Estación sin retorno ©


Ben Bustillo – Prohibited its reproduction

Son las seis de la mañana y el despertador no sonó, pero el interno del cuerpo está acostumbrado hacerlo a la misma hora. Lo ha estado por los últimos cincuenta años convirtiéndolo en una costumbre rutinaria, como la es el de poner la alarma al reloj cada noche antes de irme a dormir a pesar de que sé que no la voy a necesitar. Creo que cuando no suena es porque olvidé ponerla la noche anterior, pero que más da. Al fin y al cabo voy a continuar haciendo lo mismo cada día al levantarme de la cama.
Luego de ir al baño, preparo mi café y las medicinas para la presión. Estos médicos jóvenes que asignan los consultorios no creo que lean como recetar a sus pacientes. En el Internet encontré que era mejor dividir las medicinas durante el día para controlar la presión emitida por la Clínica Mayo. Por eso en la mañana tomo una, al medio día otra y al anochecer las últimas. Estas son mejores a esta hora, porque previene un ataque al corazón, que normalmente suceden durante el sueño.
A pesar de mi cansancio por la vida, aún tomaba precauciones para su alargamiento. Paradójico, pero esas eran las enseñanzas radicadas en los cajones cerebrales de la memoria.
El café cotidiano terminó de despertarme y comencé a leer las noticias de Colombia. Eran cuatro o cinco periódicos y dos o tres revistas. A pesar de estar viviendo físicamente por más de treinta y cinco años en Los Ángeles, mi espíritu permanecía en Barranquilla.
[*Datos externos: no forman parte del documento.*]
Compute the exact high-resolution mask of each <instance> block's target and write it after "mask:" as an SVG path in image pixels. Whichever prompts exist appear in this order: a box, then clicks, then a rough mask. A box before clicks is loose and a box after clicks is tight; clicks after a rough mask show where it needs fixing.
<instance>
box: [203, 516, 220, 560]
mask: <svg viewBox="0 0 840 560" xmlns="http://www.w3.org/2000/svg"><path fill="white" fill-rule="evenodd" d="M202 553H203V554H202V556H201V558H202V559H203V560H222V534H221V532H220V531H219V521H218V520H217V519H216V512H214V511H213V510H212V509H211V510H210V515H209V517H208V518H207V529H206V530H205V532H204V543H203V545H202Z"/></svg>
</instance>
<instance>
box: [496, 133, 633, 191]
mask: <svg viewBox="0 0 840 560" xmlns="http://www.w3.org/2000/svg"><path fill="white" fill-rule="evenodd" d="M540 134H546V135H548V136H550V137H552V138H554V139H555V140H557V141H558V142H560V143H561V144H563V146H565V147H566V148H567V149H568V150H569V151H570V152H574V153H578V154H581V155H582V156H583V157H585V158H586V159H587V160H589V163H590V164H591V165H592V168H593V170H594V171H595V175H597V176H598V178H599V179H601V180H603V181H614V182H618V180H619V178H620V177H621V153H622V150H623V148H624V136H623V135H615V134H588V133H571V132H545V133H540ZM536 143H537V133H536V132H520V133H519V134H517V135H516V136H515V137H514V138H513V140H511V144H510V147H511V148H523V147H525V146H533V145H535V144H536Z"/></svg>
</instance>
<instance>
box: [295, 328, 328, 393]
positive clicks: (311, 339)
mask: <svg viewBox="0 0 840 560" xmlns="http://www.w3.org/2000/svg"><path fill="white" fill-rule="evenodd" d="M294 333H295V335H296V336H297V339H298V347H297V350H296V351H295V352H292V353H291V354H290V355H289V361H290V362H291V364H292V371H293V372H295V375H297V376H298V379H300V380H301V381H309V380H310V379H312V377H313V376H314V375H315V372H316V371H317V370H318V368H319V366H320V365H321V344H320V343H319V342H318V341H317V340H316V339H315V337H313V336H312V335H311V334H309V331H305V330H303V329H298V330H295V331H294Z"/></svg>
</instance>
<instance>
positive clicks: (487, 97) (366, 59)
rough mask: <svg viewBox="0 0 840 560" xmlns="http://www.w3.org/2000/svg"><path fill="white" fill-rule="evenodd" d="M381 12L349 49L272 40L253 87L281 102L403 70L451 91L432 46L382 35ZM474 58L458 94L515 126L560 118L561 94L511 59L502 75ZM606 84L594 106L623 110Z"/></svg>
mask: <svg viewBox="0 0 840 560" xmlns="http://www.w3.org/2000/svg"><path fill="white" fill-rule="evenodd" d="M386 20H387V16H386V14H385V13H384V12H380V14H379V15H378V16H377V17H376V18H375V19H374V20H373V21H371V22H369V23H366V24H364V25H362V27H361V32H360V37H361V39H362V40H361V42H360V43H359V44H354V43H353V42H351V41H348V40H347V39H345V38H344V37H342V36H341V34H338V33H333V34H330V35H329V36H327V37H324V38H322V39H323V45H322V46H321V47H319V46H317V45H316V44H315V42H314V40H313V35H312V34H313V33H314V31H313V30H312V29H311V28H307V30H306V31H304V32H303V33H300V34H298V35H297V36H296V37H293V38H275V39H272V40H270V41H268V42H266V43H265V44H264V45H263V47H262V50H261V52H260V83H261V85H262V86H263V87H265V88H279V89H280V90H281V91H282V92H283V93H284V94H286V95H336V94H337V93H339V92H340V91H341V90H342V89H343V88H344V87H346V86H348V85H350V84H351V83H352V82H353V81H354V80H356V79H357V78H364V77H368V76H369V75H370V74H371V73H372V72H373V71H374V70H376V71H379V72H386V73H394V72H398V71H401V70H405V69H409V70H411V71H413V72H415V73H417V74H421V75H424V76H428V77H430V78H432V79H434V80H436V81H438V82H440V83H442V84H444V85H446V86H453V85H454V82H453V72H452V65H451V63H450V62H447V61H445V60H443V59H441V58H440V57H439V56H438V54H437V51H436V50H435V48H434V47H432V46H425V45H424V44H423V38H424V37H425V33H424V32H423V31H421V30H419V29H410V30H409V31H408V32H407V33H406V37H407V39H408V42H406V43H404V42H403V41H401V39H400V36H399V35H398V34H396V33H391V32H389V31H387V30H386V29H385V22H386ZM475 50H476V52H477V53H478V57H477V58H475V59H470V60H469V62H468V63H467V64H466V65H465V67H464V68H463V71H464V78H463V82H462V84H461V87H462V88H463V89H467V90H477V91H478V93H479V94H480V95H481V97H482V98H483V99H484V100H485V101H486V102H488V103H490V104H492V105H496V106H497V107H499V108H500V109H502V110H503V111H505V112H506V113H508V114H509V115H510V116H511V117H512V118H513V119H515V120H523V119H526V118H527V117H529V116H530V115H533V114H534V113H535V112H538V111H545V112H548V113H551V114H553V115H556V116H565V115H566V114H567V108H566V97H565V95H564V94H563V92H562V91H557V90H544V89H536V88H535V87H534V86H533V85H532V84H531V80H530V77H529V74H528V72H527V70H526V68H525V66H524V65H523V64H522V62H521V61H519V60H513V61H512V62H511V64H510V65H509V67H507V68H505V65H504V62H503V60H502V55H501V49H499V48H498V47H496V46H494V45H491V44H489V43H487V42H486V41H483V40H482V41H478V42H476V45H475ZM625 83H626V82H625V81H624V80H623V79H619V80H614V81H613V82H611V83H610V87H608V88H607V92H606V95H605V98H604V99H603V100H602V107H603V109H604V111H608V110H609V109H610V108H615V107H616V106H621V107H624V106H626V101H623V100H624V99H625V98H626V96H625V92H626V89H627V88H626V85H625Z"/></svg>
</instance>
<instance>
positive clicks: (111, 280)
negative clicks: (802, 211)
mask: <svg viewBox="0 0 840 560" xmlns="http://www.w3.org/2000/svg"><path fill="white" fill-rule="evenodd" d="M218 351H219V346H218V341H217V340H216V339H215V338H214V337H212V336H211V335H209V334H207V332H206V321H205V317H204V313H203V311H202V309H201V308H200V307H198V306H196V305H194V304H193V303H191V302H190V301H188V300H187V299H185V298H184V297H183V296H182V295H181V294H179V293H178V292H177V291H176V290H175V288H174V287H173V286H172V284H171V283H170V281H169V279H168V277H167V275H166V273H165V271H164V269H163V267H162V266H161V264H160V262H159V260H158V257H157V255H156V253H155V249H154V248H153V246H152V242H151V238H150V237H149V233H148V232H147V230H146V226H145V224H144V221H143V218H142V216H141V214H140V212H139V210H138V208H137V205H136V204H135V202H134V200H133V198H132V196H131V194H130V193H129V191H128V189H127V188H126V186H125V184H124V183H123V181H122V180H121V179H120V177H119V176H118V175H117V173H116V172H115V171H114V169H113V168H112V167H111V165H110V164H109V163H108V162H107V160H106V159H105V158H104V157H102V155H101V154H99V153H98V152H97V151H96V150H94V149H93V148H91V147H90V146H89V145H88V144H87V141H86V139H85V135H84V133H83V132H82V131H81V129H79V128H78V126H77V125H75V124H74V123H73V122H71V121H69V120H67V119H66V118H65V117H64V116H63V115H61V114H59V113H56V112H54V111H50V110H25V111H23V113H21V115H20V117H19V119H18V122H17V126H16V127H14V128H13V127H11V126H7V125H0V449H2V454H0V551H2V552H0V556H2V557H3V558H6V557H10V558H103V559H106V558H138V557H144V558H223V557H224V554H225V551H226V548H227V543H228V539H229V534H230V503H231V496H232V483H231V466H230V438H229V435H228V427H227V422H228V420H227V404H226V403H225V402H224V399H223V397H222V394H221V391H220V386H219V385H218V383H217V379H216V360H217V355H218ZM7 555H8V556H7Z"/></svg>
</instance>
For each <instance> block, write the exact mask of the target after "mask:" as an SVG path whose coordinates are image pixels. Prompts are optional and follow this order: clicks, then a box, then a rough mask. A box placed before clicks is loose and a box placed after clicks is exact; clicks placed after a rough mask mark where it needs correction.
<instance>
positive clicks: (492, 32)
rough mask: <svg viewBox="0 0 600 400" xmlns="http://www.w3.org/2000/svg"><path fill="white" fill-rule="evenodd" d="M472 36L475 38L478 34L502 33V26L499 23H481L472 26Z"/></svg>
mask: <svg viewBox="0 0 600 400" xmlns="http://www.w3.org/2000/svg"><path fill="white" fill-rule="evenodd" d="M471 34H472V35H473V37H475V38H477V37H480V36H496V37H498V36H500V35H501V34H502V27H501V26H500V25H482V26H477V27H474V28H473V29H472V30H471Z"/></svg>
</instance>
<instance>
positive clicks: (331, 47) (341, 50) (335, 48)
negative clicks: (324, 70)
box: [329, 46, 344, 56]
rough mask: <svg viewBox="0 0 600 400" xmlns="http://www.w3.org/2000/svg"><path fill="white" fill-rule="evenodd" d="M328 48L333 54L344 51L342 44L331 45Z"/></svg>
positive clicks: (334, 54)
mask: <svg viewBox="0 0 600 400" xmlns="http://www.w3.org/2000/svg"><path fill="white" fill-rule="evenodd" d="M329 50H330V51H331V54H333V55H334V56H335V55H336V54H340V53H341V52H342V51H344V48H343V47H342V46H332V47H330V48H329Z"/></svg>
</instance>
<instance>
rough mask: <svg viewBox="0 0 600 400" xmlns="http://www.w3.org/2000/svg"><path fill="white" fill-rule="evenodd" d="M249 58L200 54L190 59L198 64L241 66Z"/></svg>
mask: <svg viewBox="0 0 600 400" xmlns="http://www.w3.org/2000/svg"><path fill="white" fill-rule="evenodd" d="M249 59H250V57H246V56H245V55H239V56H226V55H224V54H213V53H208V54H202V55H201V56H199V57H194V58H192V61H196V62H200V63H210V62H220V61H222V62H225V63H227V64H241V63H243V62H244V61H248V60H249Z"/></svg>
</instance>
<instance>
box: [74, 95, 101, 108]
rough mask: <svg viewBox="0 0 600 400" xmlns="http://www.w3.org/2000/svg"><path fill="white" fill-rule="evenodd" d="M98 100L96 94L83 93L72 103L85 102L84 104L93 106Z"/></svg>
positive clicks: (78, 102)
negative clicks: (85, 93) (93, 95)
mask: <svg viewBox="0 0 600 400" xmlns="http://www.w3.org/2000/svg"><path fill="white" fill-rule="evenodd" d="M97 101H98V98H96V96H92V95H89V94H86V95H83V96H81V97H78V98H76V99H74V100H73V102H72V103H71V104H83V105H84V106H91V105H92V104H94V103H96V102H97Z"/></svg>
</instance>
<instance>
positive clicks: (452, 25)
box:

Ni gringo ni colombiano cien por ciento iba a ser. Era una mezcla de las dos naciones sin nunca poder volver a ser ni de allá ni de acá. Lo más extraño es que después de estar por varios años pendiente de las noticias locales de este mi terruño ahora, ya no me interesaban más. Solo las de Colombia, pero no me interesaba vivir todo el tiempo por allá. Acá tenía a mis hijos y nietos.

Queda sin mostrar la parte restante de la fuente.